The effects of switching from prandial premixed insulin therapy (PPT) injected three times a day to basal plus two times bolus insulin therapy (B2B) on glycemic control and quality of life were ...investigated in patients with type 2 diabetes mellitus.
The clinical course was prospectively observed during the first 16 weeks after switching to B2B (insulin glargine plus insulin glulisine before breakfast and dinner) in 27 subjects previously treated with PPT using 50/50 premixed insulin. The Diabetes Treatment Satisfaction Questionnaire (DTSQ) was administered at the start and end of the study.
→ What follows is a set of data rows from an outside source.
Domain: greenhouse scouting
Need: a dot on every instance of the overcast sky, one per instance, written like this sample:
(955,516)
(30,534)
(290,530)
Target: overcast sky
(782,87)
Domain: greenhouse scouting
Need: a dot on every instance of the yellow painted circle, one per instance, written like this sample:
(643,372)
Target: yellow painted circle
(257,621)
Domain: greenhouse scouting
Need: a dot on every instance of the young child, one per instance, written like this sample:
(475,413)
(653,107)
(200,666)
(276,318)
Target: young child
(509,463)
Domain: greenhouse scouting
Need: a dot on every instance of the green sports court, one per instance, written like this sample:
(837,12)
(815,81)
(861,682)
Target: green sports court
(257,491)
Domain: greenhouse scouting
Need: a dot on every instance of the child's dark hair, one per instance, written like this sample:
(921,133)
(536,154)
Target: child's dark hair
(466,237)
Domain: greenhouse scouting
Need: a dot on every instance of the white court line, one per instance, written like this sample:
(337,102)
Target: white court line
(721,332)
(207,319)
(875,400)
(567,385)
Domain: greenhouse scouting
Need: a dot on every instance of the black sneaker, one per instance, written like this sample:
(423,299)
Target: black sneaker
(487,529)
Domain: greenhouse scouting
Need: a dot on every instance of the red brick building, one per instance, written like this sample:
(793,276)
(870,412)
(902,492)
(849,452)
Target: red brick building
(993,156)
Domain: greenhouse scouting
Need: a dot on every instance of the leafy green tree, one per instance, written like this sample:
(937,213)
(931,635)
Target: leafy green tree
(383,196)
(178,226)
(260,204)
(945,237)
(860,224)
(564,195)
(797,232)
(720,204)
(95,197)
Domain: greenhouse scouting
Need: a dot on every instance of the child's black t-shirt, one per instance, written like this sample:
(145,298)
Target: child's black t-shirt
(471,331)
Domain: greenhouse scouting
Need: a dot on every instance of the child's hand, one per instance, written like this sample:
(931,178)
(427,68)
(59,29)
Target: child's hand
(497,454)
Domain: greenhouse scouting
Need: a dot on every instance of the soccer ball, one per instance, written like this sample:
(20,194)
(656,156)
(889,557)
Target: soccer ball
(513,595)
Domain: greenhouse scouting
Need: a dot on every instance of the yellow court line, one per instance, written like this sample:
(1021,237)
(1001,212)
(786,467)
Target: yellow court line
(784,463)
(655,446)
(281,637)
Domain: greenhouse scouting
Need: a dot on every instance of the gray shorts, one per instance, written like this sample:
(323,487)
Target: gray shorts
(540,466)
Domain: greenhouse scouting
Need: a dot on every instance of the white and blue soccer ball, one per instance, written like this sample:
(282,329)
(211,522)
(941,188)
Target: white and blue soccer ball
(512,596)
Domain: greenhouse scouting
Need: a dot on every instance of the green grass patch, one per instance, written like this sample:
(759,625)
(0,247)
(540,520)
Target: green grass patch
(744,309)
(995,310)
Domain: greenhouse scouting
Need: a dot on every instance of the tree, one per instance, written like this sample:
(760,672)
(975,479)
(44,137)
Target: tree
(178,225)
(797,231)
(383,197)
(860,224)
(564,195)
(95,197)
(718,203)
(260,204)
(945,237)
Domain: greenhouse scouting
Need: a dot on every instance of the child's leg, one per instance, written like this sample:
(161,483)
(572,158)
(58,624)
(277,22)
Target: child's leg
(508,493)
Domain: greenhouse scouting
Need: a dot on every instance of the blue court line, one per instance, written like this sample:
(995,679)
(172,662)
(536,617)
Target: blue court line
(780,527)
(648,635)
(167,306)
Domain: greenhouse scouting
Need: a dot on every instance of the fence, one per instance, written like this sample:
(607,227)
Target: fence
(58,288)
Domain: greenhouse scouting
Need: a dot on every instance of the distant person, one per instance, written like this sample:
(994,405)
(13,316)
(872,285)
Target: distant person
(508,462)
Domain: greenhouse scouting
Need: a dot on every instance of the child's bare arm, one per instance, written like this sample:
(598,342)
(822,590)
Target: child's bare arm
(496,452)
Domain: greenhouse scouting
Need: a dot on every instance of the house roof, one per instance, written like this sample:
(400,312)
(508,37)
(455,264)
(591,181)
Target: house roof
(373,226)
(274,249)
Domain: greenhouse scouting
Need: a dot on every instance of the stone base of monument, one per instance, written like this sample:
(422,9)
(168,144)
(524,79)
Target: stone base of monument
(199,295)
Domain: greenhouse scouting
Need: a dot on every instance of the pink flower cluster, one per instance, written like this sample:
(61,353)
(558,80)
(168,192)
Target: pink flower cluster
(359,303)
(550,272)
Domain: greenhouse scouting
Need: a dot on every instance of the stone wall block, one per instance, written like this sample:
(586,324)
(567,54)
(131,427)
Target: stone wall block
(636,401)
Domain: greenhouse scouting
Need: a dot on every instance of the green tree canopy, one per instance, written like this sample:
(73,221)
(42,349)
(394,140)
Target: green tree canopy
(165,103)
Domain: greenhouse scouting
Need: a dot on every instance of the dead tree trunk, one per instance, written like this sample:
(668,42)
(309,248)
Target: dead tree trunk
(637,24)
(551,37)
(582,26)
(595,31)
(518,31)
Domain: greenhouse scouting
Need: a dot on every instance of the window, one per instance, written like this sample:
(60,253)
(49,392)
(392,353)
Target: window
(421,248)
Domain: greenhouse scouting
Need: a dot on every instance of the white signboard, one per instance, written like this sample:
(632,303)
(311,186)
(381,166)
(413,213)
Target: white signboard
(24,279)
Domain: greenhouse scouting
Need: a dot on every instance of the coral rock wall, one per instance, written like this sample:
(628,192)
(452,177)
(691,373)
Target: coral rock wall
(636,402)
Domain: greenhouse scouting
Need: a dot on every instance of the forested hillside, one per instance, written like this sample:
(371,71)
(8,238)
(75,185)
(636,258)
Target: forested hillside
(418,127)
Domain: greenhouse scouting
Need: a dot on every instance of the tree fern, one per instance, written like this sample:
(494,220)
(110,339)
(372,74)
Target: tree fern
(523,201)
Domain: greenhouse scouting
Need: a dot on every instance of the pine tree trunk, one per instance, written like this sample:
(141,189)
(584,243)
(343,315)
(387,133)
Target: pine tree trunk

The glycated hemoglobin (HbA1c) level (8.3% ± 1.8% to 8.2% ± 1.1%) and the DTSQ score did not change between the start and end of the study. An improvement in HbA1c level was found in nine (33%) subjects. The change in HbA1c showed a significant negative correlation with baseline HbA1c, and was significantly better in patients with a baseline HbA1c >8.0% than in those with an HbA1c ≤ 8.0% (-0.9 ± 2.0 versus 0.3 ± 0.6, respectively, P = 0.02). The change in DTSQ score representing treatment satisfaction was significantly greater in patients whose HbA1c level was improved than in those in whom it was not (2.7 ± 3.6 versus -0.8 ± 3.5, P = 0.04).
B2B was noninferior to PPT with regard to HbA1c levels in patients with type 2 diabetes mellitus. B2B should be considered particularly for subjects whose glycemic control is poor despite PPT.